Don't hesitate to send us an e-mail or report an issue, if something is broken (and it shouldn't be) or if you have further questions.

> This repository contains experimental software and is published for the sole purpose of giving additional background details on the respective publication.

## Project structure
* `main.py` -- code file that uses the other code files
* `umap_plots/data/` -- Study 1 and Study 2 data files.
* `umap_plots` -- source code and data used for the umap plots from the paper. Please see the README.md file there.


## Requirements
Our results were computed in Python 3.6.8 with a 40 GB NVIDIA A100 Tensor Core GPU. Note that files will be written to disk if the code is run.


## Installation
To setup, please follow the instructions below.
```
python -m venv mvenv
source mvenv/bin/activate
pip install -r requirements.txt
pip install torch==1.9.0+cu111 -f https://download.pytorch.org/whl/torch_stable.html
```
 
Then, you can run the code with `python main.py`. You can specific which configurations by passing arguments to python. 
* There are the following modes: 
    * st_baseline (Sentence Transformer + logistic regression)
    * setfit_sft (SetFit standard fine-tuning)
    * setfit_zero_shot (SetFit zero-shot)
    * setfit_tsft (SetFit two-step fine-tuning)
    * transformer_sft (Transformer standard fine-tuning)
    * transformer_zero_shot (Transformer zero-shot)
    * transformer_tsft (Transformer two-step fine-tuning).
* You can pass any Sentence Transformer. We used paraphrase-mpnet-base-v2.
* You can pass any Transformer. We used roberta-base.
* You can choose 11 or 7 roots. The code will not work if you pass a different number.
* With the exception of the modes setfit_zero_shot and tranformer_zero_shot, you need to specify a fold between 0-4 for five-fold cross validation. You must run the code with all five folds, only changing this argument (0-4), to reproduce our results.
* You can choose the number of epochs. This controls the number of epochs the models will train for in standard fine-tuning and the second step of two-step fine-tuning.
* You can choose the number of "pretraining" epochs. This controls the number of epochs the models will train for in zero-shot and first step of two-step fine-tuning.

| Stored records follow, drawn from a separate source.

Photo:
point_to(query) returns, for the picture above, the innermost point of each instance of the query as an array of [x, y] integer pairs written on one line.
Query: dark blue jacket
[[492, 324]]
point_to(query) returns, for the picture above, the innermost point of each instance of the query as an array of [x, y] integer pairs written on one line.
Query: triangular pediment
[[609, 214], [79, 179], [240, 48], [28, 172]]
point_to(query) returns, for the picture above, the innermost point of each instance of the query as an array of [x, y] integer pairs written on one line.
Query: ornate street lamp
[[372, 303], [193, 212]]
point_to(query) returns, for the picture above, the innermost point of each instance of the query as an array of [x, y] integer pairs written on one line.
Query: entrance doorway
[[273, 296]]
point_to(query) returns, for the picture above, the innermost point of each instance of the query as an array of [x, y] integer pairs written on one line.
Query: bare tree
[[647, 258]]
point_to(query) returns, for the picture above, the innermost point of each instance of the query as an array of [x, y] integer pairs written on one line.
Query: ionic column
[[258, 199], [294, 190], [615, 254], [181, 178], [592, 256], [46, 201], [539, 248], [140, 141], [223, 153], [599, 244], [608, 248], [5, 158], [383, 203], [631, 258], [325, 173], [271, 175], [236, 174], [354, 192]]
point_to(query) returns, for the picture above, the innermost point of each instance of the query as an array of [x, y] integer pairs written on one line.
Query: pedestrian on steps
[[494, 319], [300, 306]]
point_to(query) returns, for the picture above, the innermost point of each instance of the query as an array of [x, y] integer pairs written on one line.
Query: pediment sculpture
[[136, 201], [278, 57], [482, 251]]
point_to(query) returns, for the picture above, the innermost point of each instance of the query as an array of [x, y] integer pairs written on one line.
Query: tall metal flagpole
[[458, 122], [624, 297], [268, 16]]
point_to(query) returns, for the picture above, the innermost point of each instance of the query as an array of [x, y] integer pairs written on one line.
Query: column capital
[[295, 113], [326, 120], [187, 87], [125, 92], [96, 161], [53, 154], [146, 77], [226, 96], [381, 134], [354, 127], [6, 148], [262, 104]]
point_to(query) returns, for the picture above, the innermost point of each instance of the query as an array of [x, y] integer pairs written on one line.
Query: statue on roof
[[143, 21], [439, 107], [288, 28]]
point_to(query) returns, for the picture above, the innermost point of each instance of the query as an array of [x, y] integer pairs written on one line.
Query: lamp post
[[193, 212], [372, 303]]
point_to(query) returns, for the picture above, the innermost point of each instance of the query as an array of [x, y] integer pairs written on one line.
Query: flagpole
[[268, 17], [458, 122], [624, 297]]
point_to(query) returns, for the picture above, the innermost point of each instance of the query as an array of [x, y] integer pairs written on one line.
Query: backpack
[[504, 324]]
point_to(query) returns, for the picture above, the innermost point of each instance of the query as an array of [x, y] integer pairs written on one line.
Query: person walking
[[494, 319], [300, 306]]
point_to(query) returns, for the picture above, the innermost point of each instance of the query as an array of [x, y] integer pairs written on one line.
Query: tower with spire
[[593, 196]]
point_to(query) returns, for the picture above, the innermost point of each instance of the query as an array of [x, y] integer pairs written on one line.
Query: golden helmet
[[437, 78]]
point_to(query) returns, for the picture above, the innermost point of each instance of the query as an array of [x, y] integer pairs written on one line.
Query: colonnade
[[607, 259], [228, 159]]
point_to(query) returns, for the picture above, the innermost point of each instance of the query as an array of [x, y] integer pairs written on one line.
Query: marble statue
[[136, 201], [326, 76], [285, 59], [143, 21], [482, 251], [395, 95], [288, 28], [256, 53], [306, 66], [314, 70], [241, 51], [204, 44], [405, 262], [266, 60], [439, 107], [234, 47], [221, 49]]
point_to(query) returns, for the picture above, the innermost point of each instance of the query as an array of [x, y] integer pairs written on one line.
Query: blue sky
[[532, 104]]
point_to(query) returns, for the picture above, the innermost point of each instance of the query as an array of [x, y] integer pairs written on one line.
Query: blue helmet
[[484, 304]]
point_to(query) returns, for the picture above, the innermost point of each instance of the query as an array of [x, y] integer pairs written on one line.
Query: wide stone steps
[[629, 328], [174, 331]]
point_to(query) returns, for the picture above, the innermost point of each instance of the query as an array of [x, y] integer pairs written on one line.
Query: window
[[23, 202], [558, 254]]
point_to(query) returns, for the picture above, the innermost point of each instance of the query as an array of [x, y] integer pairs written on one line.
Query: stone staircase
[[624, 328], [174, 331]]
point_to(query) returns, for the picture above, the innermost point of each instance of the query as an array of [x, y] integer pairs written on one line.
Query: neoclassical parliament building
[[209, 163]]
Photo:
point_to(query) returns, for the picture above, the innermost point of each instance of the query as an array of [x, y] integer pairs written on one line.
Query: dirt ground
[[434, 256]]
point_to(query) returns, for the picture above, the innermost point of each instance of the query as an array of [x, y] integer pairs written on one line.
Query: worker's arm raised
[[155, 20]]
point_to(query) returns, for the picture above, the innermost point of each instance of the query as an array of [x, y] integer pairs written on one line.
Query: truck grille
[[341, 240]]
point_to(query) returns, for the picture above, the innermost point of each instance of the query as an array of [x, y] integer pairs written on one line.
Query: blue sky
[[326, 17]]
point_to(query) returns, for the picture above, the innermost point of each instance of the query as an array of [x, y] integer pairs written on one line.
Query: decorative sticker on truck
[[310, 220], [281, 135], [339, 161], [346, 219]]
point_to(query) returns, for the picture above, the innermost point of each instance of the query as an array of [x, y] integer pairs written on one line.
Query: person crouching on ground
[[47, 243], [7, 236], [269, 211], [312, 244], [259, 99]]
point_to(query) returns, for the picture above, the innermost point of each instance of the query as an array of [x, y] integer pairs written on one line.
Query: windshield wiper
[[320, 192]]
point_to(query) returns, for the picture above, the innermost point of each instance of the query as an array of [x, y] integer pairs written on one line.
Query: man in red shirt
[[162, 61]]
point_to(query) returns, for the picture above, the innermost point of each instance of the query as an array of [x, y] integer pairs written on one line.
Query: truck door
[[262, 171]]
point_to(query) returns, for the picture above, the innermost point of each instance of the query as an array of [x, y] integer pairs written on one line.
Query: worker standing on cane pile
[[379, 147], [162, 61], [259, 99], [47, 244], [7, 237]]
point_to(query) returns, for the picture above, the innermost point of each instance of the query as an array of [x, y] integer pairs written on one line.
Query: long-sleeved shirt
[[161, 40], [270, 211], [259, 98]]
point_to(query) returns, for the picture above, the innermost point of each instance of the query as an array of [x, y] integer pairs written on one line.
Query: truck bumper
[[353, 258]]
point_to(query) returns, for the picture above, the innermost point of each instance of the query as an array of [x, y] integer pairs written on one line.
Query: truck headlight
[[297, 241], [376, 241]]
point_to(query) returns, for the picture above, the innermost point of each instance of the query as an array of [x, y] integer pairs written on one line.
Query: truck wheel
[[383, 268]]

For example, if you wish to reproduce our SetFit standard fine-tuning for 5 epoch results on the first fold with 11 roots:
```
python main.py --FOLD=0\
               --ST_MODEL='paraphrase-mpnet-base-v2'\
               --NUM_ROOTS=11\
               --MODE='setfit_sft'\
               --EPOCHS=5\
```
If you wish to reproduce our SetFit two-step fine-tuning for 15 epochs results on the fifth fold with 7 roots:
```
python main.py --FOLD=4\
               --ST_MODEL='paraphrase-mpnet-base-v2'\
               --NUM_ROOTS=7\
               --MODE='setfit_tsft'\
               --EPOCHS=5\
               --PRETRAIN_EPOCHS=10\
```
If you wish to reproduce our SetFit zero-shot results with 11 roots:
```
python main.py --ST_MODEL='paraphrase-mpnet-base-v2'\
               --NUM_ROOTS=11\
               --MODE='setfit_zero_shot'\
               --PRETRAIN_EPOCHS=10\
```
If you wish to reproduce our roberta-base standard fine-tuning for 15 epochs results with 11 roots on the third fold:
```
python main.py --FOLD=2\
               --TRANSFORMER_CLF='roberta-base'\
               --NUM_ROOTS=11\
               --MODE='transformer_sft'\
               --EPOCHS=15\
```

### Expected results
Once finished, results will be written in the "split_output" folder as json files. The "mac" field is the macro F1 metric for a given fold, while the "ap" field is the sample-average average precision from Supplemental Material for a given fold. You can see a summary by using the `get_results.ipynb` code file in via `jupyter notebook`. Note that, with the exception of the zero-shot results, the code there will not work if you do not complete all five (0-4) folds. This is because, for these modes, we report the average over the five folds for both the macro F1 and sample-average average precision.